L’anima reazionaria della Lega è ben espressa dal deputato Borghezio e dal ministro Calderoli, che recentemente hanno proposto l’abolizione della festa per la liberazione dal nazi-fascismo del 25 aprile e non perdono occasione per svilire il valore della Resistenza, nell’intento di delegittimare la Repubblica e la Costituzione. Borghezio da eurodeputato partecipa a svariati incontri internazionali, diventando l’ambasciatore di questa nuova ideologia di estrema destra regionalista. Nel marzo 2009 in Francia, ospite a un meeting promosso dal “Bloc Identitaire Niçois”, spiega bene quanto la Lega Nord sia diventata un modello, originale e da imitare, per l’estrema destra europea. Secondo Borghezio la strategia da seguire anche in Francia è quella vincente attuata dalla Lega in Italia, e così la spiega rispondendo ai dubbi di alcuni militanti: “Bisogna entrare nelle amministrazioni e nelle piccole città. Bisogna insistere molto sull’aspetto regionalista del vostro movimento. […] E’ il modo giusto per non essere classificati immediatamente come fascisti nostalgici ma come un nuovo movimento regionale, cattolico, etc., anche se sotto queste cose siamo sempre gli stessi.”

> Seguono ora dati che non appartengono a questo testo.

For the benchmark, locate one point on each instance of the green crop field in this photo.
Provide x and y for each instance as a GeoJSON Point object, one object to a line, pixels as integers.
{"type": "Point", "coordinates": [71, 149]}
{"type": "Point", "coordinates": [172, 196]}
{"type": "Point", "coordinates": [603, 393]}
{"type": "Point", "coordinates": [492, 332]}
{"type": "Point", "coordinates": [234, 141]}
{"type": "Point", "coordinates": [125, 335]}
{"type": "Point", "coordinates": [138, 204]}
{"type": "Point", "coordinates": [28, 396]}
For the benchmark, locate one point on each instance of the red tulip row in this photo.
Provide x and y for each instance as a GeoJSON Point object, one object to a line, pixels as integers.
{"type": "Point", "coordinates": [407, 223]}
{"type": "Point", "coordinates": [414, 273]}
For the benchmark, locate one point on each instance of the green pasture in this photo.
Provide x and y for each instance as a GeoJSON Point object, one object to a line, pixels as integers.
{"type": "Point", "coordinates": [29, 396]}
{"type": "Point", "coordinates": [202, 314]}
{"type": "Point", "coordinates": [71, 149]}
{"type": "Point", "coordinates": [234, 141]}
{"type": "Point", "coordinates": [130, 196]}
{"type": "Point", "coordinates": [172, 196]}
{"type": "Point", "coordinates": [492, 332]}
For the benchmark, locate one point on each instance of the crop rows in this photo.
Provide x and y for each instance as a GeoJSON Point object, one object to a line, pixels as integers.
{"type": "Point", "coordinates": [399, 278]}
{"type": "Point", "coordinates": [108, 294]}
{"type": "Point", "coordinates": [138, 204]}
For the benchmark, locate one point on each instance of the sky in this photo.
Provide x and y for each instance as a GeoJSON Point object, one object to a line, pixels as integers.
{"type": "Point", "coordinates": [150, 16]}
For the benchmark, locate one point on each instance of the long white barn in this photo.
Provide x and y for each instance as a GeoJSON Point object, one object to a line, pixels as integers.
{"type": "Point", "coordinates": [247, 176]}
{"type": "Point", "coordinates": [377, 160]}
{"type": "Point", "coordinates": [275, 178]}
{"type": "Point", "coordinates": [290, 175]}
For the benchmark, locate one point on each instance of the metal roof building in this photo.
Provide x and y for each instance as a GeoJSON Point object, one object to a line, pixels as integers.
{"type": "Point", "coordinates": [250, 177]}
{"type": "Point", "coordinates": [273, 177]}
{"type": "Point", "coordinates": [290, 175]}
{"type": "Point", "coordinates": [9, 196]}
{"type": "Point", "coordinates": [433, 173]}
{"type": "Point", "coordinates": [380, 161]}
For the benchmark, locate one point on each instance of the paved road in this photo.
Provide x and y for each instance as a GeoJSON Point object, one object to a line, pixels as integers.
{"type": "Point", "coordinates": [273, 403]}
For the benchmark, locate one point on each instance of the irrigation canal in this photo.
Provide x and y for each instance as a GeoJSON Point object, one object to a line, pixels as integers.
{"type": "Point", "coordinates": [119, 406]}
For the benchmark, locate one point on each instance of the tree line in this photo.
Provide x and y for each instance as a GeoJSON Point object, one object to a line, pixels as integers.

Il mito della forza, della razza, il riferimento a un mondo mistico fatto di re, cavalieri e croci celtiche, l’autoritarismo, il disprezzo per l’esperienza storica della Resistenza e della Repubblica, sono alcuni elementi comuni alla vecchia mentalità fascista e al nuovo nazional-regionalismo. Inoltre, geograficamente e simbolicamente, condividono la nostalgia per la mussoliniana Repubblica Sociale di Salò, i cui confini praticamente combaciano con quelli della Padania, in quanto unico precedente storico in cui il nord Italia sia mai stato unito e indipendente. Fascisti e leghisti esprimono quindi l’idea di un peculiare autoritarismo nordista e pretendono di rappresentare non dei cittadini ma un popolo, un etnia, e di difenderne i valori tradizionali e il territorio con metodi e strutture paramilitari, come la Guardia Nazionale Padana e le ronde per la sicurezza.
Tutto questo non ha nulla a che vedere con la tradizione politica federalista, quella che animava gran parte della Resistenza europea e che Norberto Bobbio definiva per sua natura “pacifista, antiautocratica e democratica”. Perciò non è colpa del popolo italiano se ormai solo a sentire la parola federalismo gli viene l’orticaria, perché se c’è un movimento che ha danneggiato la causa di quell’ideale federalista che, per dirla con Camus, ha come missione centrale quella di “unire le differenze”, questo è proprio la Lega Nord.